Judy and I introduced ourselves to the rest of the team. I was assigned to Team I and Judy will be on Team II. A separate bus will take us to a different village daily so we can give more people medical care and the gospel. There are a large number of retired people on the teams and about half are from Canada. There are some young people from the Mennonite Church who will share the gospel with the patients. I will be the triage nurse again which I enjoyed doing in Honduras.

We boarded the bus and bumped along until we arrived at Silk Grass Village. For some reason, they didn’t know we were coming, so the residents helped us set up the clinic in the community building. The people are very friendly and speak British English, so I’m having a little trouble understanding their accent. I found two children who would like to be pen pals with my Bible Club children back home, so that was fun! A kind lady made stew for us for lunch which we ate in her kitchen. Their homes are built on stilts and have shuttered windows without screens. The mosquitoes are plentiful and biting! We saw about 50 patients in the clinic today, so it was quiet compared to the clinics in Honduras. But I guess that isn’t too bad, considering they didn’t know we were coming!

Our first clinic was held in Silk Grass Village Community Center

Our first clinic was held in Silk Grass Village Community Center

7 Pam checks boys temp

I check a boy’s temperature.

Dinner back in Dangriga under the tent was excellent with chicken and rice, and broccoli cheese soup. Larry was able to find another place for us ladies to stay at a small hotel in town. It’s a simple place above a bar and restaurant with a co-ed bathroom down the hall from our room. Judy and I fell into bed at 10 p.m. What a long day!

Reflection

Next post, I will continue to tell you about our other clinic days. My flexibility was tested to the limit in this rather rough start to this mission trip between the delayed plane, lost luggage, and difficult sleeping quarters. It seems like adjusting to frequent change is a way of life.
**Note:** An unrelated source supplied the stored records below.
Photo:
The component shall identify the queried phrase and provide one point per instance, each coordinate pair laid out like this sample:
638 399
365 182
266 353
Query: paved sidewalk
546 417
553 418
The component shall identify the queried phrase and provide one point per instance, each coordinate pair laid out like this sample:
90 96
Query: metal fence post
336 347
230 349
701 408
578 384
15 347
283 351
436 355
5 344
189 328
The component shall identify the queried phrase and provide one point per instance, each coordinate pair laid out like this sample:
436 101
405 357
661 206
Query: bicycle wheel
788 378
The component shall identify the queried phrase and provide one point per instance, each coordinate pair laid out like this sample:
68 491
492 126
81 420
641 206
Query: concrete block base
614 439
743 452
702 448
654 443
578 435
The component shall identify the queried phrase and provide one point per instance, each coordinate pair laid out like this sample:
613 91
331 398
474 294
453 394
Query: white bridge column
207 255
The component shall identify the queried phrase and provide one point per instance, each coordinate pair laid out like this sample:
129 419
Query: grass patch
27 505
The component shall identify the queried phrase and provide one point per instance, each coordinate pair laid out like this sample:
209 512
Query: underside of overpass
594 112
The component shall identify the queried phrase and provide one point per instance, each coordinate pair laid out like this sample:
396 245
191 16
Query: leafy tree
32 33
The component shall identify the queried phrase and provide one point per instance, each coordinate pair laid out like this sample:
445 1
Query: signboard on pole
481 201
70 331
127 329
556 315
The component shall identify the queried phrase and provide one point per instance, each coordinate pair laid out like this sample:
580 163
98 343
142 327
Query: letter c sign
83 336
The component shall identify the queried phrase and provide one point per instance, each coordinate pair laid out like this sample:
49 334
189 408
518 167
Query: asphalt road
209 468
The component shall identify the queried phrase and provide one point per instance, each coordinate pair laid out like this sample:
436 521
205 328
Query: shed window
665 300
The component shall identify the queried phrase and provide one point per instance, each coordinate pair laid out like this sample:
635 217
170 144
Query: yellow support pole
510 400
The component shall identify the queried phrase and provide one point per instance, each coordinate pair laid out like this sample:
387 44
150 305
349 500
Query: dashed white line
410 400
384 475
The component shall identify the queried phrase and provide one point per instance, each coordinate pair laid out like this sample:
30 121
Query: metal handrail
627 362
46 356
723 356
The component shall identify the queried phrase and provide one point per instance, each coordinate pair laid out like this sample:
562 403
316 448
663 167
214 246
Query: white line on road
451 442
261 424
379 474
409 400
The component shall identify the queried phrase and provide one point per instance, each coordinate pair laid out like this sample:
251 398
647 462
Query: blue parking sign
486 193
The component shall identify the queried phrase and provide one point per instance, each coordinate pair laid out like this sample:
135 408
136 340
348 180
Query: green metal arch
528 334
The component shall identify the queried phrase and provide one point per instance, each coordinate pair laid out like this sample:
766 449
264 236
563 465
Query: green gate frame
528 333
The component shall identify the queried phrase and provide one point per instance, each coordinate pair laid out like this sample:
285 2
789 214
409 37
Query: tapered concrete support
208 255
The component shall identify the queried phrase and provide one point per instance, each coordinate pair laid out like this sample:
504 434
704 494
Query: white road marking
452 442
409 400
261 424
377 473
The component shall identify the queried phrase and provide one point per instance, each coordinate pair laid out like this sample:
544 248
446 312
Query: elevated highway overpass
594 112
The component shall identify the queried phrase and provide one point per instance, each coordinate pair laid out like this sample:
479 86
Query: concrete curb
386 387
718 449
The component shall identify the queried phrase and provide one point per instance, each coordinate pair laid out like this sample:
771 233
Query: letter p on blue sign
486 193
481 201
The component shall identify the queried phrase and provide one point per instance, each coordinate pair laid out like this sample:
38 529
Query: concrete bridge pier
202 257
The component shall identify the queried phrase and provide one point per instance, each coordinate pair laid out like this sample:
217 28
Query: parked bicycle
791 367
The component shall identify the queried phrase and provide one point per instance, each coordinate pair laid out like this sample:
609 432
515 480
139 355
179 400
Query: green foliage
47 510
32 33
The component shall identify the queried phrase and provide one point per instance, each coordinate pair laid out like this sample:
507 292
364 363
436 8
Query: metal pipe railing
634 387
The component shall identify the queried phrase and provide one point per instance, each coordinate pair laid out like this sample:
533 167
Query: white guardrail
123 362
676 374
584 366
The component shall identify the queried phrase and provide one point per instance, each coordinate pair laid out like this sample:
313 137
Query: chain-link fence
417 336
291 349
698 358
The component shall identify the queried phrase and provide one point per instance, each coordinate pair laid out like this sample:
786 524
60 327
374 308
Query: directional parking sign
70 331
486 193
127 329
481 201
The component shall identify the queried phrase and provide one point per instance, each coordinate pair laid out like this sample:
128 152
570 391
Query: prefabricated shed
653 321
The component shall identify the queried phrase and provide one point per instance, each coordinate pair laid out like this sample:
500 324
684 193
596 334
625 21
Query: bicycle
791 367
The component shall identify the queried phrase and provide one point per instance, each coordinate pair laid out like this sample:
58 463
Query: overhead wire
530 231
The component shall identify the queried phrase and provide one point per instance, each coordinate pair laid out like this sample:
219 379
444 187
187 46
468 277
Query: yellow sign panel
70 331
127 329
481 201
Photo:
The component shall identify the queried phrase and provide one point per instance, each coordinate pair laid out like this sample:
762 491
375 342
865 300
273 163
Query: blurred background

The one constant is the Lord Jesus Christ.

These verses in Hebrews 13:5-6, 8 have comforted and encouraged me so many times:

Let your manner of life be without covetousness, and be content with such things as ye have; for He hath said, I will never leave thee, nor forsake thee. So that we may boldly say, The Lord is my helper, and I will not fear what man shall do unto me….  Jesus Christ, the same yesterday, and today, and forever.

From what I have read, Belize has made good progress in their infrastructure since I was there in 1990. It has now become a popular retirement place for expats because of its warm location on the Caribbean Sea and being an English speaking nation.